つい最近、「MONO NO AWARE」というバンドを知った。

大地を駆け巡る風のような、疾走感あふれるメロディー。
それでいてどこか寂し気だったり、土や植物の香りがするような、ノスタルジーな空気も含んでいる。

そして調べている中で、ギターボーカルの玉置周啓さんのこんな記事を読んだ。


私と同年代の彼は、東京の八丈島で育っており、海や山などの自然いっぱいの土地で育ったらしい。
もしかしたら彼の瑞々しい感性は、そんな大自然の風景や体験から生み出されているのではないかと思った。

なぜならその素朴さも感じる音楽と歌詞に、私自身心地よさと儚くも美しい尊さを感じたからである。
彼のアコースティックユニットであるMIZでも、より高い純度でそれらが詰まっているように感じる。

人工的に作った景色ではなく、自然が生み出した「そこに在る」風景や空気。
私自身も幼少期に、田園風景に囲まれ、連なる山々のある田舎で育ったからこそ共感できる部分かもしれない。
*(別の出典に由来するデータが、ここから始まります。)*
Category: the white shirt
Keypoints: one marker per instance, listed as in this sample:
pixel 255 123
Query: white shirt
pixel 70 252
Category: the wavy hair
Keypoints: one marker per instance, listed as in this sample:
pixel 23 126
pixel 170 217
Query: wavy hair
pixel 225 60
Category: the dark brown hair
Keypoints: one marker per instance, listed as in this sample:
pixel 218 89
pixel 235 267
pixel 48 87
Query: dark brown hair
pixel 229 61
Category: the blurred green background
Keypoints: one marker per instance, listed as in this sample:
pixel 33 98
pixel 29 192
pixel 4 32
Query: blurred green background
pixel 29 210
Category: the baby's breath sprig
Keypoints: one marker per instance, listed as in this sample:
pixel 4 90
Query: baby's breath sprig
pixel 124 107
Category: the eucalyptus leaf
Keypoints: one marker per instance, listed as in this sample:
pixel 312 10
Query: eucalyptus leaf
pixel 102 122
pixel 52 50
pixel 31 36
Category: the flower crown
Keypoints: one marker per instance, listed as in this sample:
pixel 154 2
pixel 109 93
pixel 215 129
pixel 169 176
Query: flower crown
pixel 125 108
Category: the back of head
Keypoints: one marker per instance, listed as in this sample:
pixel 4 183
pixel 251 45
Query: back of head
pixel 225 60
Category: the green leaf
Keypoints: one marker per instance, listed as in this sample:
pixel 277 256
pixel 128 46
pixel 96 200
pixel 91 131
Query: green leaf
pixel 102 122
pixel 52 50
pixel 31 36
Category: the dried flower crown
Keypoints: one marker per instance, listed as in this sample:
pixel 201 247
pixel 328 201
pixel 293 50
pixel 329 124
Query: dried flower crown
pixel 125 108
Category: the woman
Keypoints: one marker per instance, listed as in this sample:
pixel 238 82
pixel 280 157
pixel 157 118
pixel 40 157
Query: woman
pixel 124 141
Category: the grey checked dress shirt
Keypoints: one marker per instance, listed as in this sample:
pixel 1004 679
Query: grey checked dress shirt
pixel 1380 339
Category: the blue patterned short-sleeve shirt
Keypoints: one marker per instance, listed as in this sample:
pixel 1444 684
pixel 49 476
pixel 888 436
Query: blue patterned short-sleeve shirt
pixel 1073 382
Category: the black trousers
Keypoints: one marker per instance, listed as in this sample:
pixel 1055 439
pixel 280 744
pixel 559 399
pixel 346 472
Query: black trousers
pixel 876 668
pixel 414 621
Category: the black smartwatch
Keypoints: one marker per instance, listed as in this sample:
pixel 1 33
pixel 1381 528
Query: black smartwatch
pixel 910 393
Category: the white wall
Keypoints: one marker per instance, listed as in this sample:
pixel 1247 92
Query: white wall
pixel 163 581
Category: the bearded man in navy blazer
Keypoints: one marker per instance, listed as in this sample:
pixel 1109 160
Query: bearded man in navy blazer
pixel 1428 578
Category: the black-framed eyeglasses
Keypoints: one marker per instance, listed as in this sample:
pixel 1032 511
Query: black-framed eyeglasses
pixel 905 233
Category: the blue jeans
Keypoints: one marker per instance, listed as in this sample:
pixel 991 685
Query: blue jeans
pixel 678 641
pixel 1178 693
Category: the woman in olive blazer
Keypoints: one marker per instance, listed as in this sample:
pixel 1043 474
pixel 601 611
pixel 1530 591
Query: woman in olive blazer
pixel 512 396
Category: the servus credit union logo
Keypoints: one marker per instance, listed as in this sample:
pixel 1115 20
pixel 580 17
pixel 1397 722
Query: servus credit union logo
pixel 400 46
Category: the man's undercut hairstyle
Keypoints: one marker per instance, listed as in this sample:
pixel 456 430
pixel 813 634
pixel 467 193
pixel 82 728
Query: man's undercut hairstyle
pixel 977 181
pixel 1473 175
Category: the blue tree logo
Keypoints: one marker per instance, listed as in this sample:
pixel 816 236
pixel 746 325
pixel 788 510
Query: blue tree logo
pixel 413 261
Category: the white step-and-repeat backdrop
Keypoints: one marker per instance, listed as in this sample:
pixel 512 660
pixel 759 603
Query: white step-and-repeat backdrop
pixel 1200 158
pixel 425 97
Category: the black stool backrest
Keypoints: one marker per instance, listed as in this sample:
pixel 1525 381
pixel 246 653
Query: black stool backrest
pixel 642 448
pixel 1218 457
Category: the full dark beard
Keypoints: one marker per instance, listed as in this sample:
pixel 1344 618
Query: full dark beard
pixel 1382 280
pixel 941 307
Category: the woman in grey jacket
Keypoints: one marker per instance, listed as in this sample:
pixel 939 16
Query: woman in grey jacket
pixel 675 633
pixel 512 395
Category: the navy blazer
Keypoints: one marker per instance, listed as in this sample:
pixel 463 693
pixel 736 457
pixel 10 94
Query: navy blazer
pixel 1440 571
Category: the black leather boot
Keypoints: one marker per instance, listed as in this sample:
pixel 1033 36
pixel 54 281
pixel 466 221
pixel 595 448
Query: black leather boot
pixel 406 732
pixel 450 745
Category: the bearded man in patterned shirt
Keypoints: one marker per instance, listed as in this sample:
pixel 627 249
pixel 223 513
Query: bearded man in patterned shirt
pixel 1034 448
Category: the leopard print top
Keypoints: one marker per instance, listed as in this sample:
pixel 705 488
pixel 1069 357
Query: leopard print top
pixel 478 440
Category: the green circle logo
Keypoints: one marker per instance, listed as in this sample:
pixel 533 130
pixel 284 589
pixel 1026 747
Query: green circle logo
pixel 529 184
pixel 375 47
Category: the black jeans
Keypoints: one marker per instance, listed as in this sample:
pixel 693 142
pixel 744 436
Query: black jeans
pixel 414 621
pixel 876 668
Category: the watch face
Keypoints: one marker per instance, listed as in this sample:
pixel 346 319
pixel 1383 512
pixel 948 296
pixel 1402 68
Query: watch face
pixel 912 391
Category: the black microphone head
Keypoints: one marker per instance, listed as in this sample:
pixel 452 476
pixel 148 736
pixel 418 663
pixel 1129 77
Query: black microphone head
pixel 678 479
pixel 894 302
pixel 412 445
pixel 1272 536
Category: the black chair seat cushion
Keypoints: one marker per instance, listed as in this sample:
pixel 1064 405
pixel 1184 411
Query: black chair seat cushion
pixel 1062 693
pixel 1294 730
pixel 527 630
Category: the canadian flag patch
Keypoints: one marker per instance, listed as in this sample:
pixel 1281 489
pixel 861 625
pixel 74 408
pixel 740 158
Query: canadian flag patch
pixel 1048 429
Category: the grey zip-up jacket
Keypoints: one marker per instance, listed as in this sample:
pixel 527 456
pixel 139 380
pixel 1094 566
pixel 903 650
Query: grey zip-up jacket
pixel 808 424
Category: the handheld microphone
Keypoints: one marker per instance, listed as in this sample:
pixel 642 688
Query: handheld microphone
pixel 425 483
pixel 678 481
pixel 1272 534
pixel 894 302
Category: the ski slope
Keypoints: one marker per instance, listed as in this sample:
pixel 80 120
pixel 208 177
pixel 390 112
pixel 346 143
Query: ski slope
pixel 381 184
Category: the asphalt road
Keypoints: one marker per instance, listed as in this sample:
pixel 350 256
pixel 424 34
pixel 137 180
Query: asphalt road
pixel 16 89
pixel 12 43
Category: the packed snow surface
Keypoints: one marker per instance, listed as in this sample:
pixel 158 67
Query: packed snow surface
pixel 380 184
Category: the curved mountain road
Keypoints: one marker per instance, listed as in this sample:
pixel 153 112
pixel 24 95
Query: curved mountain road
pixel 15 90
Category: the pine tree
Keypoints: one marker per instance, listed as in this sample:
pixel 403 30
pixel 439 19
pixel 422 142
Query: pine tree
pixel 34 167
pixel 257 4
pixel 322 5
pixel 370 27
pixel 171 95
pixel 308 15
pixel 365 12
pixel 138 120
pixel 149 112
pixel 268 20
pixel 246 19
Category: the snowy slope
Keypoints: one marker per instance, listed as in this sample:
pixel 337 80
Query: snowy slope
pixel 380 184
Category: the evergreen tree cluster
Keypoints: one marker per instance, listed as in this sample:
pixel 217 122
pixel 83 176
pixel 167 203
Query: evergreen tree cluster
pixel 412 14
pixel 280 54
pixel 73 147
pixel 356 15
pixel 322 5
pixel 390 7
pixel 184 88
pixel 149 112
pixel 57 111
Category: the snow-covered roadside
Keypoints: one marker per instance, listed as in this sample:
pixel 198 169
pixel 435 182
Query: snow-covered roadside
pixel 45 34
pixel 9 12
この胸の奥から目の奥にかけてこみあげてくる気持ちは何だろう。
静かであり、時に激しくリズムを刻むギターの音がタイムスリップの合図であるかのように昔の記憶を引き出していく。


祖父母の家の近くのお墓までの道のりにて


土から滲み出てくる水
湿度の高いじっとりとした土を踏む感覚
採れたてのキュウリをかじったときの音
タンポポの茎の青い香りや、ユーカリの木の香り
遊具の鉄のにおい
太陽を見たときの目が眩むような眩しい光
蛙が水たまりに飛び込む時の音
赤い椿の花が風に揺られて落ちる瞬間


それらが鮮明に思い出される。
私はこんな「記憶と結びついていく」音楽を求めていたのかもしれない。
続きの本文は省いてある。